Alexis did not step down, preferring instead to face the Senate's vote of censure. He'd weathered a similar vote on Feb. 28 (see Haiti Liberte, Vol. 1, No. 33, 3/5/2008). On April 11, in a special session chaired by Senate President Kelly C. Bastien, representing the HOPE alliance for the North department, the senators summoned Alexis for a censure vote the next day. As expected, 16 senators - Edmonde Supplice Beauzil, Judnel Jean, and Michel Clerie (Fusion); Evelyne Cheron (MIDH); Rudy Heriveaux (Lavalas); Eddy Bastien (Alyans); Evaliere Beauplan, Rudolph Joasil (Pont); Andrice Riche, Melius Hyppolite, Pierre Ricard, Jean Joseph Pierre-Louis (OPL); Carlos Lebon, Gabriel Fortune (Union), Youri Latortue and François Fouchard Bergromme (Latibonit An Aksyon) - unanimously approved a no-confidence motion against Alexis on April 12 at about noon.

It should be noted that most of the parties to which the senators belonged had ministers or secretaries of state in the Alexis government. However, the senators realized they had to take a distance from Alexis if they ever wanted reelection. To save themselves, they had to sacrifice him. Sen. Youri Latortue said after the vote: "I hope this will satisfy the people."

Preval must now nominate a new PM to be ratified by the Parliament. Among the names rumored that he is considering are: Paul Denis, a close friend, former senator and current secretary general of the Struggling People's Organization (OPL); Ericq Pierre, a long-time InterAmerican Development Bank official whom Preval unsuccessfully proposed twice for PM in 1997; and Evans Lescouflair, former Secretary of State for Youth and Sports during Preval's first administration (1996-2001) whose alliance KONBA, with Central Plateau peasant leader Chavannes Jean-Baptiste, sponsored the presidential campaign of arch-reactionary assembly industry owner Charles Henri Baker, the Group of 184's second-in-command.

Meanwhile, the Venezuelan government airlifted 364 tons of food to Haiti on April 13. That day, Venezuelan President Hugo Chavez announced the shipment at a rally in Caracas to mark the sixth anniversary of the failed April 11, 2002 coup in Venezuela. "Brotherly and heroic are the people of Haiti who are already suffering from the attacks of the empire's global capitalism and the lack of true and profound solidarity from all of us," Chavez said. "It is the least we can do for Haiti."

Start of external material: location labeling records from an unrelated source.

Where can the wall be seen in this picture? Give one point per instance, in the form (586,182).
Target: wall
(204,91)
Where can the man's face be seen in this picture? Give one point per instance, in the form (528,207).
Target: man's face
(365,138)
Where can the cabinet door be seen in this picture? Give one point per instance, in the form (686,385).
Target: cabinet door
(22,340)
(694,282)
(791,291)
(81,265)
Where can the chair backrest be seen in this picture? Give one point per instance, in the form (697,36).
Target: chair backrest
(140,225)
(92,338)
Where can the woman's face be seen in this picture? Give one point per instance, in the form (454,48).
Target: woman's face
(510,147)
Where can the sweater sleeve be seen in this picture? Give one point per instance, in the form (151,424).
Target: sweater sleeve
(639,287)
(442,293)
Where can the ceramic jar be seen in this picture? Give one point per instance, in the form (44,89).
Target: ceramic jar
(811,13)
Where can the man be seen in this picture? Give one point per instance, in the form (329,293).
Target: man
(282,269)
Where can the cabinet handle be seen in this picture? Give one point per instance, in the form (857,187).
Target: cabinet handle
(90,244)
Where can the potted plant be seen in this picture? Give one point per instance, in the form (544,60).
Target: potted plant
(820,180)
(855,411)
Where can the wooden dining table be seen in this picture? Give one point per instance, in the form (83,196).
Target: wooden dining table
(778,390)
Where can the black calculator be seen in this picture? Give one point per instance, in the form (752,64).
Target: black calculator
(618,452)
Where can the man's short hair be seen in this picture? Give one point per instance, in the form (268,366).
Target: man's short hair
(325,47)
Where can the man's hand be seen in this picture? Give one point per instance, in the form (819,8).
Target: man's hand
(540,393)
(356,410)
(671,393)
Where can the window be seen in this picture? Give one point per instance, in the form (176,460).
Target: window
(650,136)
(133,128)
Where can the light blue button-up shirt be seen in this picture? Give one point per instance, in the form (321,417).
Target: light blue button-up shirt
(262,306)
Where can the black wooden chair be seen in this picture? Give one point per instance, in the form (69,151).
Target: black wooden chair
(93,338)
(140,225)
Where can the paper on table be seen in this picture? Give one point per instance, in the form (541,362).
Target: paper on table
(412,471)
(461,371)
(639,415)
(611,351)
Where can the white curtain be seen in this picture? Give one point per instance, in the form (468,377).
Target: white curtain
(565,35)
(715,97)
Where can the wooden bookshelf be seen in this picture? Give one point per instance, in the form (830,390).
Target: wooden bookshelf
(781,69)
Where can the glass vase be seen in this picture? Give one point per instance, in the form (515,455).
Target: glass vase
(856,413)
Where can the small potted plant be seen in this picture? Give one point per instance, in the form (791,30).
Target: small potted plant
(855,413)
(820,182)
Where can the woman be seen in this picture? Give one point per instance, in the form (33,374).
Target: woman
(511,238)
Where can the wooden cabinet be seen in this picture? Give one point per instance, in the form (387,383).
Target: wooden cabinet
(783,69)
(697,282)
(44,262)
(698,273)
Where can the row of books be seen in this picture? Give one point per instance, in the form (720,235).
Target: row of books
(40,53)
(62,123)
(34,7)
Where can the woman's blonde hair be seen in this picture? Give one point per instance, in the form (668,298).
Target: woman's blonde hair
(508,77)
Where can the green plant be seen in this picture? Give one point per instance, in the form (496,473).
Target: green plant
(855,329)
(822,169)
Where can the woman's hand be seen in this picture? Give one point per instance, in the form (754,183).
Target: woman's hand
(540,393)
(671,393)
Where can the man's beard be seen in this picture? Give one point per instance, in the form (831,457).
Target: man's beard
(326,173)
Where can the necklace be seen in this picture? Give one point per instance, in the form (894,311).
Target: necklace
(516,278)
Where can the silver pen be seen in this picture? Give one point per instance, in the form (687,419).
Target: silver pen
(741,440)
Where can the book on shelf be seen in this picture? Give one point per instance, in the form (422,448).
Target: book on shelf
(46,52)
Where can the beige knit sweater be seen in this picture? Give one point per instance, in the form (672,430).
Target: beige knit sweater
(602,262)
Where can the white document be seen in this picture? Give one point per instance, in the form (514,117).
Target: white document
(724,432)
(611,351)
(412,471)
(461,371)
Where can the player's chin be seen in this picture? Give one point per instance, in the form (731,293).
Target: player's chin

Having faithfully followed the dictates of the occupying powers and international financial institutions, Jacques Edouard Alexis is now also a victim of neoliberal policies, which brought down his government. Of course, the real victims are the one dozen people killed in the recent demonstrations and the 200 wounded, as well as the hundreds of thousands that are still hungry. The next government, will it change the direction that the Preval/Alexis government was headed?